Open a newspaper or magazine -- inside will be an article on a business in crisis. It would be exciting for any entrepreneur to be featured in Fortune Magazine, wouldn't it? For George Kurtz, recently named a finalist for Ernst & Young's Entrepreneur of the Year Award, it must have been anything but flattering to be featured in a searing exposé. Though his $20-million-a-year computer-security company, Foundstone, was providing software and services to the likes of the Federal Reserve, Army, National Security Agency, Motorola, FAA and Bank of America, it wasn't accolades that filled the pages of the article. Sadly, Mr. Kurtz has fallen victim to a disgruntled former employee and perhaps to his own poor corporate governance practices.

The sad saga began when a key employee left Foundstone to pursue his own entrepreneurial interests. Foundstone executives discovered the former employee, J. D. Glaser, had opened a competing business, NT Objectives, and was about to launch a new software application a lot like Foundstone's product. In fact, quite a few of Foundstone's employees left the organization and went to work for NT Objectives. A "trade secret" tug of war began and arbitration continues still, though this particular issue wasn't in headlines.

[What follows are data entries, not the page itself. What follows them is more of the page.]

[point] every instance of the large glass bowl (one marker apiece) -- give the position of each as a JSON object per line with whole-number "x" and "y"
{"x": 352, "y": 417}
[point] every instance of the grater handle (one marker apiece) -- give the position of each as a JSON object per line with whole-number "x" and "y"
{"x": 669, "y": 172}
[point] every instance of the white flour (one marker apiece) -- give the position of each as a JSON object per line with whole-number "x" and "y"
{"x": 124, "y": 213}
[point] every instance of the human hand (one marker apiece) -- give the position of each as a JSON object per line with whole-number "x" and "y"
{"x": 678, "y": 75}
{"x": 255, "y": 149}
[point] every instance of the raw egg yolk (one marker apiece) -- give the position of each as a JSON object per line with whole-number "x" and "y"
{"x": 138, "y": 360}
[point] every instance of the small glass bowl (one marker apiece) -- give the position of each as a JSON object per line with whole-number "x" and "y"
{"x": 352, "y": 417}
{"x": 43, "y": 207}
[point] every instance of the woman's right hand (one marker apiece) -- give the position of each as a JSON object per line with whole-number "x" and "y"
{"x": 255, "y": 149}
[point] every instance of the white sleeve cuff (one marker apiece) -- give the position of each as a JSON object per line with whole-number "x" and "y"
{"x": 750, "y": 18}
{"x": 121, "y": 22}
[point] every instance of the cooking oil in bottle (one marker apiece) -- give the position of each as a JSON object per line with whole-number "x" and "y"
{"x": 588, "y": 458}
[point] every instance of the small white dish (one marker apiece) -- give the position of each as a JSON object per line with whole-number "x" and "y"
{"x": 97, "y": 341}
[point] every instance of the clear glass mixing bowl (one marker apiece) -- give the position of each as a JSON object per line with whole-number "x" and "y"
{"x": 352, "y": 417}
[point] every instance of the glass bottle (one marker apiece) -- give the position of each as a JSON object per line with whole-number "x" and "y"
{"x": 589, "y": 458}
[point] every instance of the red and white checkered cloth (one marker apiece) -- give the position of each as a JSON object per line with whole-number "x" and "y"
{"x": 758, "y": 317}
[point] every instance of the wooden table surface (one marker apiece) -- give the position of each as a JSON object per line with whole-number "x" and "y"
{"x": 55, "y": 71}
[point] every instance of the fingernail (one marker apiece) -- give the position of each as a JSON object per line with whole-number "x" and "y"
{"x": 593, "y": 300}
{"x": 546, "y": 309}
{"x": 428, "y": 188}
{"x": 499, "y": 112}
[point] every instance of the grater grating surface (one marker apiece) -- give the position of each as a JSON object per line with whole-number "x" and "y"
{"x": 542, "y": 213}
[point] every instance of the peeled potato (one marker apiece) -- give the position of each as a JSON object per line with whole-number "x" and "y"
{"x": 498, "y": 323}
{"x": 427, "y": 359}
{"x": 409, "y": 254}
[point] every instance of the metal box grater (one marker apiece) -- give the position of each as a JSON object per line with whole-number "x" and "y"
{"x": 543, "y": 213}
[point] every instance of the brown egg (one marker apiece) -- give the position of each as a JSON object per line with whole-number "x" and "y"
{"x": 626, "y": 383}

What else happened is that a "confidential source" alleged to the Software & Information Industry Association (SIIA) that Foundstone's executive officers regularly distributed unlicensed software to its employees. The SIIA is a watchdog group that conducts investigations and audits to ferret out unlicensed software and, if found within an organization, imposes hefty fines on the offenders (on behalf of its member software publishers).

 

The SIIA currently offers a reward of up to $50,000 for whistle-blowers. That amount of money would get the attention of any disgruntled employee or former employee's in a heartbeat!

Enter investigative reporter for Fortune Magazine, Richard Behar. His June 2003 article, "The Two Faces of Foundstone -- A leading computer-security company is accused of software piracy," details the miserable saga. Although the alleged software piracy does seem to be substantiated by a number of former employees, the evidence appears to come primarily from Mr. Glaser, the same employee who is involved in trade secret arbitration with Foundstone. Kurtz strongly denies the company is involved in software piracy and that internal and external audits validate a high level of compliance. The damage is done; the SIIA will likely have its money in short order. Foundstone has reportedly lost its largest client, Microsoft, which accounted for about a quarter of the company's revenue and may have already lost consumer confidence and may potentially lose other clients.

Foundstone is just one of many companies that will likely make the headlines for all the wrong reasons. Good corporate governance and strong, well-disseminated policies and procedures may have kept this organization in the press for some of its more important accomplishments, such as winning Network Computing Magazine's Editor's Software Choice, being named one of Fast Company Magazine's 50 Champions of Innovation, or even perhaps being the award winner for the upcoming Entrepreneur of the Year.